Au-delà, et au-delà même des technologies, et de leurs interfaces désormais souvent incontournables dans beaucoup des rapports humains, il me semble que la grande différence entre plus jeunes et plus anciens (dans leur tête au moins) tient dans leur compréhension du monde. Plus exactement dans ce que j’appelle la valeur d’usage.

Plaidoyer de la jeunesse pour la valeur d'usage

Une valeur d’usage, comme nous le verrons dans un premier temps, dont le premier aspect peut être dit à vocation individualiste. À savoir qui concerne mes propres intérêts, ce que finalement le monde peut m’apporter à moi.

Une valeur d’usage, comme nous le verrons dans un second temps, dont l’autre aspect peut être dit à vocation humaniste. Qui touche quelque chose de plus grand que moi, qui me dépasse en quelque sorte. Une valeur d’usage beaucoup plus collective celle-ci et qui, je crois, réfère à un besoin de cadre et de sens éthique.

Pour parler de la valeur d’usage, dans son premier aspect, il faut comprendre — marqueur entre les différentes générations — ce qui est venu remplacer, pour partie au moins, ce qui hier encore était le désir de possession. Plus que posséder, ils veulent pouvoir répondre et le plus facilement possible à leur(s) besoin(s).

Pour vous faire toucher du doigt ce retournement en quelque sorte, préférer l'usage à l'avoir, et qui est une révolution, je vais prendre l’exemple de l'évolution de notre relation à la voiture. Marqueur des générations plus anciennes, génération X et, avant celle-ci, celle des baby-boomers, posséder une voiture était alors si fort, que beaucoup lui donnaient un nom, pouvaient se surprendre à lui parler, et même à l’encourager à voix haute dans quelques montées. Le lien à la voiture était si fort que la prêter, même à son meilleur ami, n’était pas simple. Crainte que sa conduite ne modifie les réglages, la façon de réagir du véhicule... Crainte plus simplement qu’il ne l’abime... Depuis Blablacar, Uber, et, dans d’autres domaines, Airbnb, et bien d'autres, sont passés par-là.
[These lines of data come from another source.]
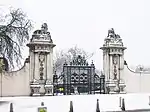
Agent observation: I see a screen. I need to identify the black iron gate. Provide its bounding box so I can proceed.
[53,55,105,95]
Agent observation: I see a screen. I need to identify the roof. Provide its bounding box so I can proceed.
[0,94,150,112]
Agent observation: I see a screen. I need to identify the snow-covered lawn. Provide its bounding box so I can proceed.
[0,94,150,112]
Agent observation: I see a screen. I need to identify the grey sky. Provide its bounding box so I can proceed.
[0,0,150,69]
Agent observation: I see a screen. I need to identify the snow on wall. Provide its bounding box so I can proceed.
[0,63,30,96]
[123,66,150,93]
[0,94,150,112]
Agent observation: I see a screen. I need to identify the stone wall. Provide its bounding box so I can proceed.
[123,65,150,93]
[0,63,30,96]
La compréhension de cette première valeur d’usage — de l’utilisation des choses, des services, mais aussi de la fonction des personnes (j'y reviens juste ci-dessous) — pour les jeunes bien sûr, mais aussi parce qu’elle influence et s’impose petit à petit aux autres générations, est fondamentale. C'est elle qui explique, pour beaucoup pour ne pas dire pour tout, des bouleversements que nous vivons.
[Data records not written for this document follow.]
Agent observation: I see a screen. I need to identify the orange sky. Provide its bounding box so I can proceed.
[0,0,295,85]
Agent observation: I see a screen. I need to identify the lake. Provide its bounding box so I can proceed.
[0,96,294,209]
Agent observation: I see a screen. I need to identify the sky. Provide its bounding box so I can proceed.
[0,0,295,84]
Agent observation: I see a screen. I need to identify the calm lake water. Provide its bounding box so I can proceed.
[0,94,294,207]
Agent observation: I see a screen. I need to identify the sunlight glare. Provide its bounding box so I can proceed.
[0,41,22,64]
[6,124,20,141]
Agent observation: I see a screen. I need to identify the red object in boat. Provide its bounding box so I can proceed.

Je reviens, pour illustration, à l'une des leçons des élections présidentielles de 2017. Avant même les vieilles histoires droite-gauche, la question que se posent maintenant, jeunes en tête mais aussi beaucoup d’entre nous, est quelle valeur d’usage, et n’y voyez pas un manque de respect pour la fonction, je peux retirer du Président de la République ? En quoi celui-ci va-t-il ou non répondre à mes besoins ? Là où on a voulu, pour la nième fois, ne voir à l’aune de l’abstention qu’un désintérêt des Français pour la chose politique, j’affirme au contraire que l’intérêt des Français pour la politique n’a jamais été aussi grand.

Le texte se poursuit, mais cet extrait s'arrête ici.